Improve Search Results With Language Detection
By ensuring the crawler can identify page languages correct, you can enhance the search results and functionality.
Our software determines the primary page language by checking the following things:
- Checks if the webserver responds with content-language HTTP response header:
- PHP pages: Insert this code <?php header("Content-Language: en"); ?>.
- The page is checked for content-language META tag:
<meta http-equiv="content-language" content="en">
- The page is checked for lang inside the HTML tag:
<html lang="en">
- The page is searched for Open Graph Protocol attribute property og:locale inside META tags.
- The page is checked for xml:lang inside the HTML tag:
<html xmlns="http://www.w3.org/1999/xhtml" xml:lang="en">
- The page is checked for alternate / hreflang inside the link tag:
<link rel="alternate" href="http://example.com/name-of-page.html" hreflang="en">
- The page URL is checked for common language/culture and country codes.

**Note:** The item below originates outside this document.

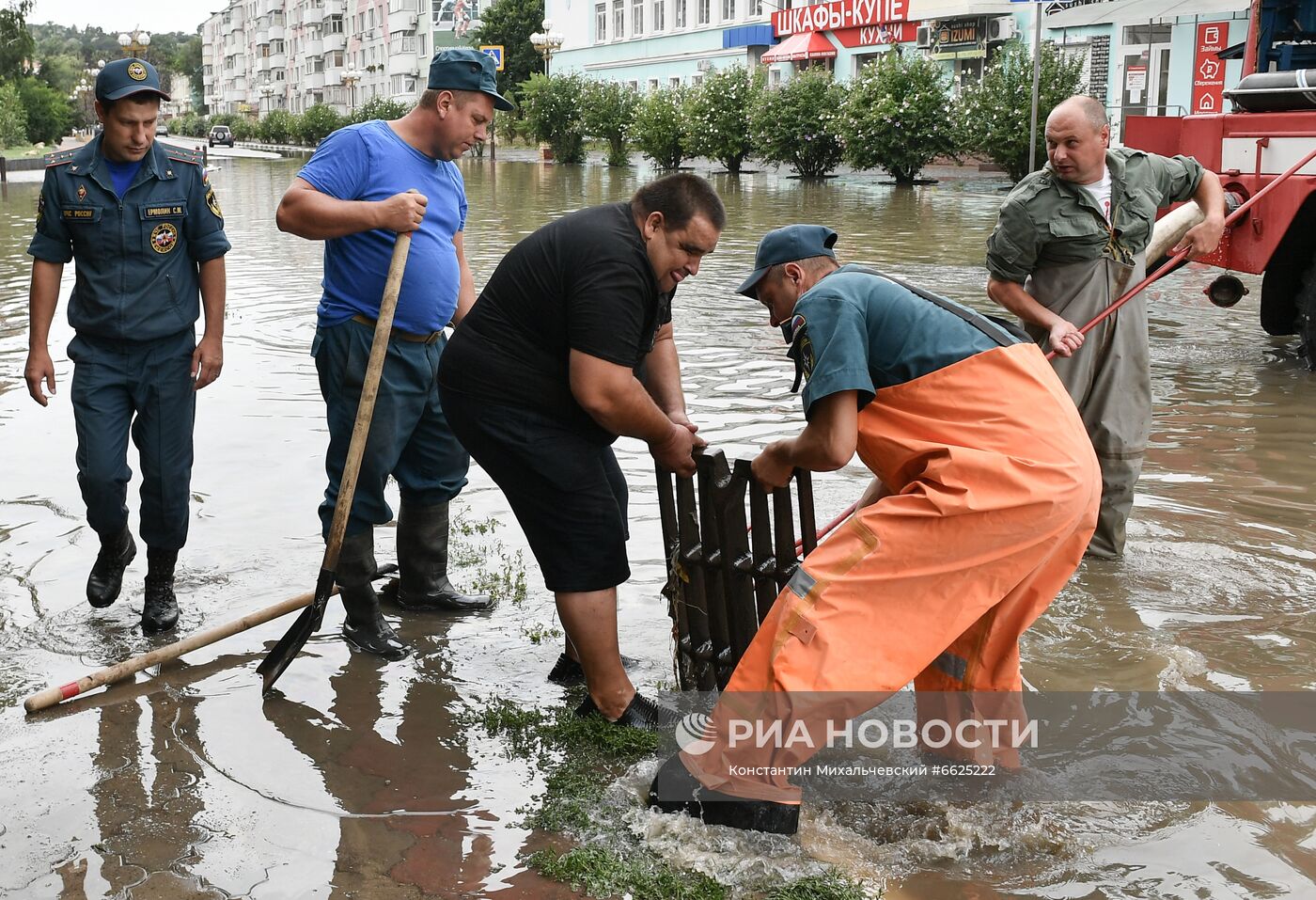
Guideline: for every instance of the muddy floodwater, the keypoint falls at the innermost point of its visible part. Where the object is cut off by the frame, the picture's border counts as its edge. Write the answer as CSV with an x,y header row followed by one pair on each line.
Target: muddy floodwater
x,y
361,781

Note: This requires enabling option Scan website | Data collection | Inspect URLs to detect language. For more info see:
- Planned: Compare content against word lists for each language. Select best match.
To minimize the search index size, it helps stripping off all common words, e.g. conjunctions. This requires the language has been properly recognized.
Options you can set that will help the crawler:
- Set Select stop words to match the main language of your website or select auto if it uses multiple languages.